Photo 2: Students at the Berlin School of Physical Education raid the Institute for Sexual Research in Berlin and plunder its library.

Photo 3: Germans crowd around a truck filled with "un-German" books, confiscated from the library of the Institute for Sexual Science.

Photo 4: Students participating in the burning of 'un-German' literature.

In 1933, Nazi university students burned literature in a noxious public performance. However, the Nazi government then implemented book bans that continued the project of those book burners. Books were moved off the open shelves in German libraries and into closed Nazi research institutes where they were only available to scholars and trusted adults.

What does this tell us? Nazi book banning was not so much about burning all the copies of books but about taking them from some libraries and restricting access to books that were seen as dangerous. Workers’ and Jewish libraries were closed, but the books were not destroyed. Instead, Nazis stole them and put them in places like closed university research libraries. Texts on sexuality were locked away in restricted sections in Nazi libraries, and books on democracy were moved out of the reach of the general public. Even during World War II, when Berlin’s Jews were being deported to the east to be murdered, what did the Nazis do with their books? Expert librarians moved in and confiscated the books of their doomed Jewish neighbors. The Nazis murdered Jews but often preserved the books they looted from the Jewish community.
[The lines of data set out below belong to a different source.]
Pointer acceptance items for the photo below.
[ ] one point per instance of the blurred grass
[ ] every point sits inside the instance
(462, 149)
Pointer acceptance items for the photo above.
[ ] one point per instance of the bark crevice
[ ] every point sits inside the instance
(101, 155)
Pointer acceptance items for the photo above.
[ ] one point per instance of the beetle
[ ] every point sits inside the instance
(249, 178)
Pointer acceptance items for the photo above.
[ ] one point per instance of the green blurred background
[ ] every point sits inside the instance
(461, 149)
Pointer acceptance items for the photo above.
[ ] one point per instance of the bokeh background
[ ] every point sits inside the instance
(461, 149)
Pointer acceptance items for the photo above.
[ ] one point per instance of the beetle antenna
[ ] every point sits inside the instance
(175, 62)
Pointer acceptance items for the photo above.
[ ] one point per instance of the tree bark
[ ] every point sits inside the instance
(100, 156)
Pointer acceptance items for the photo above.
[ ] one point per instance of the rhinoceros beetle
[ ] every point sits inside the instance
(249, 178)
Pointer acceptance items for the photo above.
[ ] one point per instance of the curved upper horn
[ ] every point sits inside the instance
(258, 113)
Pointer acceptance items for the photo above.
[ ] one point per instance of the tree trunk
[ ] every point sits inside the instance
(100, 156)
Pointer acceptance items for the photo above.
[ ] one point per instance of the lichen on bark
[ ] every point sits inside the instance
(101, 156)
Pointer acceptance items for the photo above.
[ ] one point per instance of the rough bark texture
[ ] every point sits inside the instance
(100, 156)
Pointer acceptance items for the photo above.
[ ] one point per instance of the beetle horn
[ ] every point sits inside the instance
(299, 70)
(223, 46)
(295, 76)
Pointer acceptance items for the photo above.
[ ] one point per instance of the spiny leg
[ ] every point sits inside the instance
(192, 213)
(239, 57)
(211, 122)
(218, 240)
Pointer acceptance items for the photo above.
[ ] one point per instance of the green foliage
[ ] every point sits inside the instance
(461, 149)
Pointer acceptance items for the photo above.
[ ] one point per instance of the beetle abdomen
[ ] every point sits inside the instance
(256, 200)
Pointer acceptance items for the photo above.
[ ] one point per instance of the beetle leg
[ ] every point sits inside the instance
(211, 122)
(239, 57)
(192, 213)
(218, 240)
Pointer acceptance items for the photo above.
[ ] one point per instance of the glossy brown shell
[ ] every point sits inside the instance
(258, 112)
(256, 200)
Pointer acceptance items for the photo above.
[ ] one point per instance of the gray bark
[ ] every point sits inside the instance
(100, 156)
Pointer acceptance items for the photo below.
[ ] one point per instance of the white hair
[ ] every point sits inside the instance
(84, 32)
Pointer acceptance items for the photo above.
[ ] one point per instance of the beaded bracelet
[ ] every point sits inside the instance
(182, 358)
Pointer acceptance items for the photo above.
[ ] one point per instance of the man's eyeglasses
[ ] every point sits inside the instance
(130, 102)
Today, if someone assures you that all they want to do is move library books out of general circulation and make them available only to adults to “protect the youth,” while swearing that this is not like Nazi Germany, be wary. Historically speaking, this looks awfully similar to how the Nazis really banned most books. Nazis moved them into special collections to keep them out of the hands of ordinary people.

In the 1930s and 1940s, Americans were appalled by Nazi book burning and book banning. Since “books are weapons in the war of ideas,” [see photo 5] our forebears boasted that free Americans could read anything they wanted [see photo 6]. Let us remain true to that noble American tradition rather than try our hands at Nazi-style book banning.

Photo 5: Poster of Nazis burning books with quotation by Franklin D. Roosevelt.

Photo 6: World War II era poster showing Nazis burning books.

 

James McSpadden, PhD, is an assistant professor of history at the University of Nevada, Reno. His research explores Nazi practices of book looting and the role of American librarians in bringing and distributing confiscated books from occupied Europe to the United States after the Second World War.